On November 15, 1864, William Tecumseh Sherman began his “March to the Sea” from Atlanta to Savannah. It was the beginning of a major blow to the Confederacy during the American Civil War. While the 19th century sounds like ancient history to some of us, there exists a tangible division in this country which has this year, played out in an emotional debate over how to treat Confederate monuments and statues.
This month is also the 119th anniversary of the day a white mob seized the reins of government in Wilmington, drove out elected African-American leaders, destroyed the local black-owned newspaper and terrorized the African American community. November 10, 1898 marks the only known coup d’etat on American soil.

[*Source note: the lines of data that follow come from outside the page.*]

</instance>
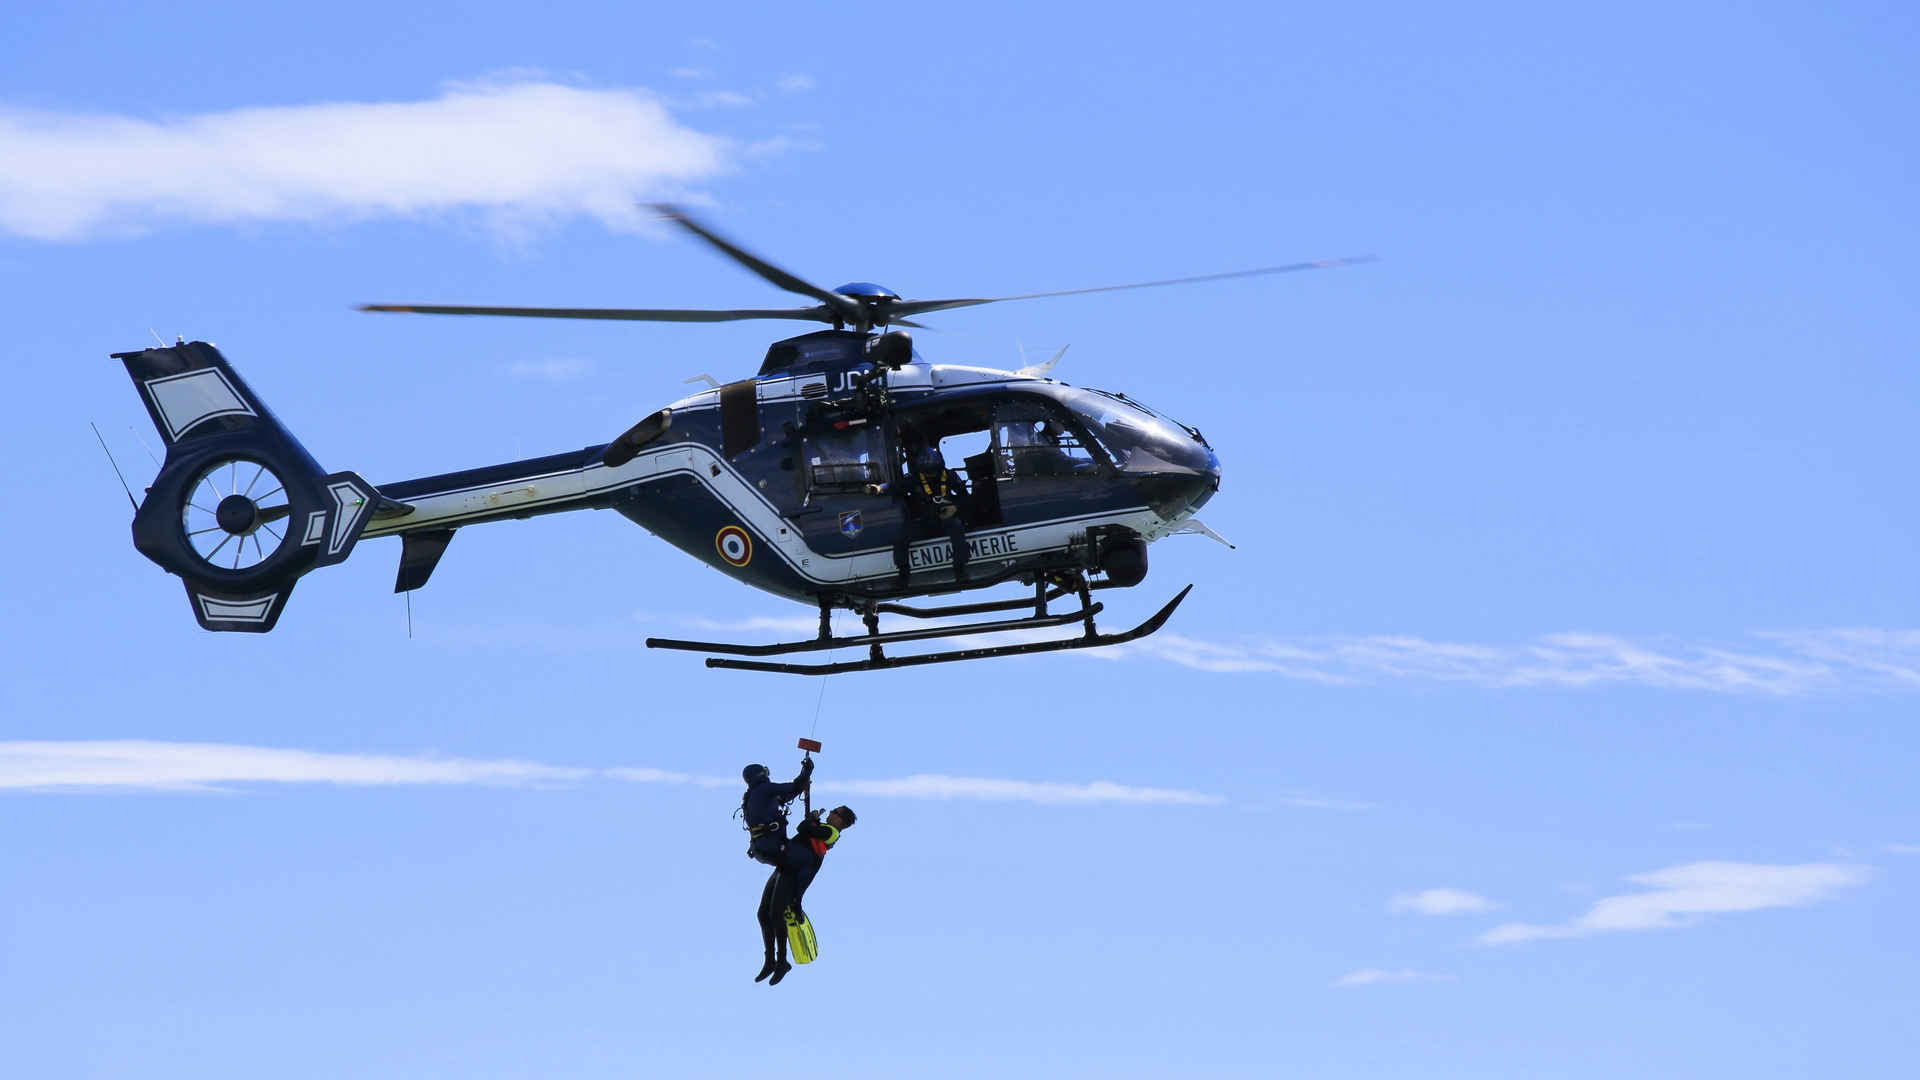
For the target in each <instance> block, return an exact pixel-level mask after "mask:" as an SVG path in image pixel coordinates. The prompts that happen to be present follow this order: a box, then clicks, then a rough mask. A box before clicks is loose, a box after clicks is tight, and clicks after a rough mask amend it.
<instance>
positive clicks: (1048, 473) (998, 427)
mask: <svg viewBox="0 0 1920 1080" xmlns="http://www.w3.org/2000/svg"><path fill="white" fill-rule="evenodd" d="M993 446H995V475H996V477H998V479H1002V480H1018V479H1021V477H1079V475H1092V473H1094V471H1098V467H1100V459H1098V455H1096V454H1094V450H1092V448H1091V444H1089V440H1087V438H1085V436H1083V434H1081V432H1079V430H1077V427H1075V425H1068V423H1064V417H1062V415H1060V413H1056V411H1054V409H1048V407H1046V405H1043V404H1039V402H1002V404H998V405H995V409H993Z"/></svg>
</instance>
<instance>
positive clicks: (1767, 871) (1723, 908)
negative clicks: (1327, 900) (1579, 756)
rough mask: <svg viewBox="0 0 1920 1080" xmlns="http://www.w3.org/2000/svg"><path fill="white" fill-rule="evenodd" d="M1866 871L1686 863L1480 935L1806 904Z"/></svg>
mask: <svg viewBox="0 0 1920 1080" xmlns="http://www.w3.org/2000/svg"><path fill="white" fill-rule="evenodd" d="M1870 874H1872V871H1868V869H1866V867H1853V865H1841V863H1801V865H1784V867H1780V865H1764V863H1688V865H1684V867H1668V869H1665V871H1653V872H1647V874H1632V876H1628V878H1626V880H1630V882H1634V884H1640V886H1645V892H1632V894H1622V896H1609V897H1601V899H1597V901H1596V903H1594V907H1592V909H1588V913H1586V915H1582V917H1578V919H1572V920H1571V922H1557V924H1548V926H1540V924H1530V922H1507V924H1503V926H1494V928H1492V930H1488V932H1486V934H1480V944H1482V945H1509V944H1513V942H1534V940H1542V938H1586V936H1590V934H1607V932H1615V930H1665V928H1670V926H1690V924H1693V922H1697V920H1699V919H1703V917H1707V915H1724V913H1736V911H1761V909H1768V907H1805V905H1809V903H1818V901H1822V899H1828V897H1830V896H1834V894H1836V892H1839V890H1843V888H1849V886H1857V884H1862V882H1864V880H1868V876H1870Z"/></svg>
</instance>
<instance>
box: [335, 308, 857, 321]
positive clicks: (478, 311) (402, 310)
mask: <svg viewBox="0 0 1920 1080" xmlns="http://www.w3.org/2000/svg"><path fill="white" fill-rule="evenodd" d="M359 309H361V311H413V313H419V315H518V317H526V319H620V321H630V323H733V321H739V319H801V321H808V323H831V321H833V319H835V315H833V309H829V307H828V306H824V304H822V306H818V307H735V309H703V307H467V306H453V304H361V306H359Z"/></svg>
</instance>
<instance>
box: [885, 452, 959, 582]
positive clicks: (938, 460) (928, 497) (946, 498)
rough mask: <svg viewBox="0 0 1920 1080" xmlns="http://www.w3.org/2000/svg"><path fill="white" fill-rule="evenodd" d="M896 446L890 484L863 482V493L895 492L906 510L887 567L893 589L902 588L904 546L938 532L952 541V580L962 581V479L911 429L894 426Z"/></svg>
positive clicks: (903, 575)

On this edition of CoastLine, we meet a man whose family has played a pivotal role in both North Carolina and Wilmington history. George Rountree III is a practicing attorney in the City of Wilmington. Throughout his life, he has donated to causes that support high-poverty and minority communities – as well as victims of domestic violence and Wilmington’s Miracle League Field.
He has supported the work of the 1898 Commission, which was charged with creating an official history of that event. He has served as a state legislator in both the North Carolina House and Senate.
George Rountree III is also the great grandson of the last Attorney General of the Confederacy, George Davis, who is memorialized in a statue that stands near the corner of Third and Market Streets in downtown Wilmington.
Today, we’re going to meet him as he is in 2017 – with his Confederate history, his contributions to causes to help communities of color, and his acknowledgment that he, like most people, is more comfortable with people who look and sound like him.